Zwinkern Also, da war ich ja wohl etwas sarkastisch...hatte ja auch nur die Seite 14 von 14 gesehen und heute mal alle Eure Vorstellungen -die Eurer Väter, Onkels, Großväter usw.- ab Seite 1 durchgelesen. Fühlt Ihr Euch (die von Seite 1 bis 13) also bitte nicht von mir vergrätzt!. Hier mal mein Beitrag in Kürze:
Vater unbekannt bis auf vorhandenes Brustbild...Auskunft von WASt schwebt seit 2 Jahren...Auskunft von Volksbund leider ohne Ergebnis.
Recherchierter Militärdienst (anhand vorh./2008 geerbter Unterlagen):
1933 12/21.Bayer.IR (Bayreuth)
1934-1938 4/ILR Döberitz
1939-1942 8/IR (mot.) 900, Polen, Frankreich, "Osten": Byalistok, Wilna, Minsk, Smolensk, Klin, Kalinin, Wjasma, Welish, Rhshev.
1942-1943 4/IR 595: Bretagne, dann "Osten": Kursk, Kiew, Shitomir.
1943-1944 4/Sturmbrig. AOK 2: Orel, Sswesk, Mosyr, Brest-Litowsk.
1944-1945 4/RG 447 und GR 448: Brest-Litowsk, Warka.
15.01.1945 gefallen, vermutlich durch Volltreffer, bei Stara-Warka......
Auszeichn.:
EK2 02.09.1941 (H.Wosch) Urk. liegt vor.
EK1 24.09.1941 (W.Krause) Urk. liegt vor.
Verw.-Abz.i.Br. 30.01.1942 (C. Mueller-Bülow) Urk. liegt vor.

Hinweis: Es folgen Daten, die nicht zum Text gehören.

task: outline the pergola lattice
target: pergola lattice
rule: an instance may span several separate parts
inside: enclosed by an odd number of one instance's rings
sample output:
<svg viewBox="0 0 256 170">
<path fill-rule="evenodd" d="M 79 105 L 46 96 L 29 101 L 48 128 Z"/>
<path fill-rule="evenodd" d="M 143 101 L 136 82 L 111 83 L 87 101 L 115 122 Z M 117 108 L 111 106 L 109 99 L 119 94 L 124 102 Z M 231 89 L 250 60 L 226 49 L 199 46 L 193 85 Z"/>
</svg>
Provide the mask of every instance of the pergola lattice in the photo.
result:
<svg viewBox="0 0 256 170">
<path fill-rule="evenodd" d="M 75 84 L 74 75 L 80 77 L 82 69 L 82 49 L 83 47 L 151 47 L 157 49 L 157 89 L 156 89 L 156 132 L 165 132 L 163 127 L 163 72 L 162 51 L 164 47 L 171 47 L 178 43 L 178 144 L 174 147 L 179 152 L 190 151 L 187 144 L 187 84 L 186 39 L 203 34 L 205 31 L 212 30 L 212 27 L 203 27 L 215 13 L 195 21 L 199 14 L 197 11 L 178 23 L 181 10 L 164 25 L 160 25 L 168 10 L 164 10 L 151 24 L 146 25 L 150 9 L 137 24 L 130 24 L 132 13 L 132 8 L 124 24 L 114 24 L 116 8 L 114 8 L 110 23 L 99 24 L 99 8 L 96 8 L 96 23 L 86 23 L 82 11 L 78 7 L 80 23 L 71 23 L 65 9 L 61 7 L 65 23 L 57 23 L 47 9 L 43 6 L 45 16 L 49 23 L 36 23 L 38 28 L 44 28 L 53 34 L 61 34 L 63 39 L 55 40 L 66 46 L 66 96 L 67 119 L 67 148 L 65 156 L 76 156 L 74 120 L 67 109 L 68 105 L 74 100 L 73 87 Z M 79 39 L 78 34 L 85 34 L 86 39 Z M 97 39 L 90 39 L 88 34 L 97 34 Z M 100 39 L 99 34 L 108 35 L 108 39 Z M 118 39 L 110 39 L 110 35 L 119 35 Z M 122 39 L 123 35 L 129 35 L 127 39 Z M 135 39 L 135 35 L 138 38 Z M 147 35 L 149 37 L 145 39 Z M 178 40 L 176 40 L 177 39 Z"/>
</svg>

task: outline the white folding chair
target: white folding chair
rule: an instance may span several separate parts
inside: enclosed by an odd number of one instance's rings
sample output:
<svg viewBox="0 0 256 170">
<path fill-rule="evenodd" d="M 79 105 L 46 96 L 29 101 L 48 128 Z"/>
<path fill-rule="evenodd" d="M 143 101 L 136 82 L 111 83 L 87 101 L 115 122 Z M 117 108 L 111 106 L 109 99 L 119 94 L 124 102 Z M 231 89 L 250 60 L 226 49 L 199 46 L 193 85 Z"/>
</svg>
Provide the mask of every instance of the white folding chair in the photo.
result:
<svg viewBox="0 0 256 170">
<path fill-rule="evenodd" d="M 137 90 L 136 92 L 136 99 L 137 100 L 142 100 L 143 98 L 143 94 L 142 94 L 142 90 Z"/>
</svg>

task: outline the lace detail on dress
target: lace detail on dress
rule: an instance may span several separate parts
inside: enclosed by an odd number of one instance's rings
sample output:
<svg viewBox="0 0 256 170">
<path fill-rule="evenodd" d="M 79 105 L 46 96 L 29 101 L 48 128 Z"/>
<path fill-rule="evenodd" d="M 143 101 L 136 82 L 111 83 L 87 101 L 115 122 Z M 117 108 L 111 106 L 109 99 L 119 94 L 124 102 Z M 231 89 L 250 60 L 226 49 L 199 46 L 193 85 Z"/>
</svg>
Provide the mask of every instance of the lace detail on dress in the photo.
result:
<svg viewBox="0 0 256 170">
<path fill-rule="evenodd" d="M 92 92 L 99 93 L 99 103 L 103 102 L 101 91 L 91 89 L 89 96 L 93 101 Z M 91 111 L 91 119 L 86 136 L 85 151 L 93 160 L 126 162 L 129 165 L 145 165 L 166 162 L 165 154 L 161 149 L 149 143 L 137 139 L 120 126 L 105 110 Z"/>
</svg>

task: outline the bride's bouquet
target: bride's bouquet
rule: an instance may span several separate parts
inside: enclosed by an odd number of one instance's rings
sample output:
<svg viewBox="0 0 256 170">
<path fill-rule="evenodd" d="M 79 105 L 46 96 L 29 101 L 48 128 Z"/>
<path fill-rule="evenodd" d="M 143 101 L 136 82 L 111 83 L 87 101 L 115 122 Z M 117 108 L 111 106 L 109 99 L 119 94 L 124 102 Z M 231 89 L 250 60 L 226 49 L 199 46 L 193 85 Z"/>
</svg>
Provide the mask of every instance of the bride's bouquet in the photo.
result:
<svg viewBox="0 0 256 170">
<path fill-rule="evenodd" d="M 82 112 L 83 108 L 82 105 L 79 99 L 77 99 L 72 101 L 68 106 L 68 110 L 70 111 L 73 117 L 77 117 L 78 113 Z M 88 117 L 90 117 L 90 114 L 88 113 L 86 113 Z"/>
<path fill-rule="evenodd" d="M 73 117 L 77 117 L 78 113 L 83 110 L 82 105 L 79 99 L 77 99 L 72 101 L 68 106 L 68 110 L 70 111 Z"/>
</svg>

Inf.St.-Abz. 12.05.1942 (C. M.-B.) Urk. liegt vor.
KVK 2.Kl.m.Schw. 01.09.1943 (W.Kuntze OKH) Urk. liegt vor.
Danach is nix mehr bekannt, is alles im "Osten" geblieben.....
Hab noch `ne Feldpostkarte an mich vom Dezember 1944.....
und noch `n paar Feldpostbriefe mit denen ich suchen konnte...
Soweit dann, und nen schönen Gruß an alle die ähnlich suchten oder noch suchen.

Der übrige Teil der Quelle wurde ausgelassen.